Enfin, ces Jeux doivent être exemplaires en matière de transparence. Le COJOP sera une association loi 1901, mais il sera doté d’un budget de 3,8 milliards d’euros et, vous le savez, il bénéficiera, au plan financier, de la garantie de l’État, que nous avons votée dans le cadre du projet de loi de finances rectificative. Ses statuts prévoiront un comité de rémunération et un contrôle de la part du ministère des finances. Les principaux responsables du COJOP seront soumis au contrôle de la Haute Autorité pour la transparence de la vie publique, à qui ils transmettront leur déclaration d’intérêts et de patrimoine. La commission des lois a étendu cette obligation à tous les organisateurs de grands événements sportifs internationaux organisés sur notre territoire, ce qui est une bonne chose.

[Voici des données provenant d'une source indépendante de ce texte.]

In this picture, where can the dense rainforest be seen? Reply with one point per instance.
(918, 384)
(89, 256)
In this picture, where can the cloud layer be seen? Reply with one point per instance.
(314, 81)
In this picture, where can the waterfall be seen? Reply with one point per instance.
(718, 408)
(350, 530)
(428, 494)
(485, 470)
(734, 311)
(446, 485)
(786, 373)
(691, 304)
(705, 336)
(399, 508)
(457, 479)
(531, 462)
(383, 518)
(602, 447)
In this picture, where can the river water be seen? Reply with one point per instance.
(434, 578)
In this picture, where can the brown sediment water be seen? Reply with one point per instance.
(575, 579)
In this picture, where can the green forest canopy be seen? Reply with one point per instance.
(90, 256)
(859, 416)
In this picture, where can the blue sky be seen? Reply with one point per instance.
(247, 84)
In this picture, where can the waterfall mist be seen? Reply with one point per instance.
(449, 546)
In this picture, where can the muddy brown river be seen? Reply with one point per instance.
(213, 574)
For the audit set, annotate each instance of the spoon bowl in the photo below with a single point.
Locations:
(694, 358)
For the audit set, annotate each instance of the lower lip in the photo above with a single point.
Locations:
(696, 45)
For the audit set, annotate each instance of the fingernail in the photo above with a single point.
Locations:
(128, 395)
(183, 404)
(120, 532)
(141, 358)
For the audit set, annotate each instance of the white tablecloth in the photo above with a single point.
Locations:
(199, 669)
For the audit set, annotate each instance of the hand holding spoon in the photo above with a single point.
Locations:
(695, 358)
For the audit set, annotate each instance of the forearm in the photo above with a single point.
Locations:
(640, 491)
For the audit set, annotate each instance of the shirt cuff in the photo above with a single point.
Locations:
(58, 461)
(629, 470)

La confiance n’exclut pas le contrôle étroit et rigoureux à la fois du Parlement et de la Cour des comptes. Plus de 80 % des Français pensent que les Jeux sont une bonne nouvelle pour notre pays. Nous le savons : un soutien populaire élevé dépend de notre capacité collective à tenir l’engagement de Jeux sobres et maîtrisés financièrement. C’est un vrai pari, et ce serait inédit dans l’histoire des Jeux, dont les budgets initiaux ont toujours été dépassés en moyenne du double par les villes hôtes, seule l’édition de Los Angeles de 1984 faisant exception.

Nous avons voté, dans le projet de loi de finances pour 2018, la création d’un jaune budgétaire, qui nous permettra de suivre progressivement, ici même, les dépenses liées à l’organisation des Jeux.

Enfin, la Cour des comptes exercera non seulement sur le COJOP mais aussi sur les collectivités territoriales concernées et, par extension, sur le CNOSF et le CPSF – le Comité national olympique et sportif français et le Comité paralympique et sportif français –, un plein contrôle.

Des chiffres relativement imprécis ou approximatifs circulent avant l’organisation des grands événements sportifs internationaux, s’agissant de leur impact. Pour les Jeux de 2024, on parle d’un montant compris entre 5 et 10 milliards d’euros sur sept ans, soit avec un écart du simple au double, alors qu’il s’agit de milliards d’euros. Ce n’est pas de nature à asseoir notre crédibilité et à nous valoir la confiance de l’opinion publique.

Nous proposerons, par un amendement à l’article 18 du projet de loi, de confier à la Cour des comptes l’évaluation ex ante et ex post de l’impact économique et financier des Jeux. La Cour des comptes se livre traditionnellement à une évaluation ex post des grandes compétitions sportives d’envergure internationale organisées en France. Pour l’évaluation ex ante, son travail pourrait consister à piloter et à coordonner les études d’impact préalables, sur les plans économique, financier, social et environnemental, et à mesurer précisément l’héritage pour notre pays et ses territoires, avec le concours d’un comité scientifique indépendant et d’un certain nombre d’instituts spécialisés, de façon à disposer de chiffres fiables.

Madame la ministre, parce que ce texte est une première étape pour l’organisation de Jeux exemplaires, un préalable qui appelle d’autres étapes que nous aurons à construire tous ensemble, le groupe Nouvelle Gauche le votera, après, je l’espère, l’intégration d’un certain nombre de ses propositions. (Applaudissements sur les bancs des groupes NG, REM, MODEM et GDR.)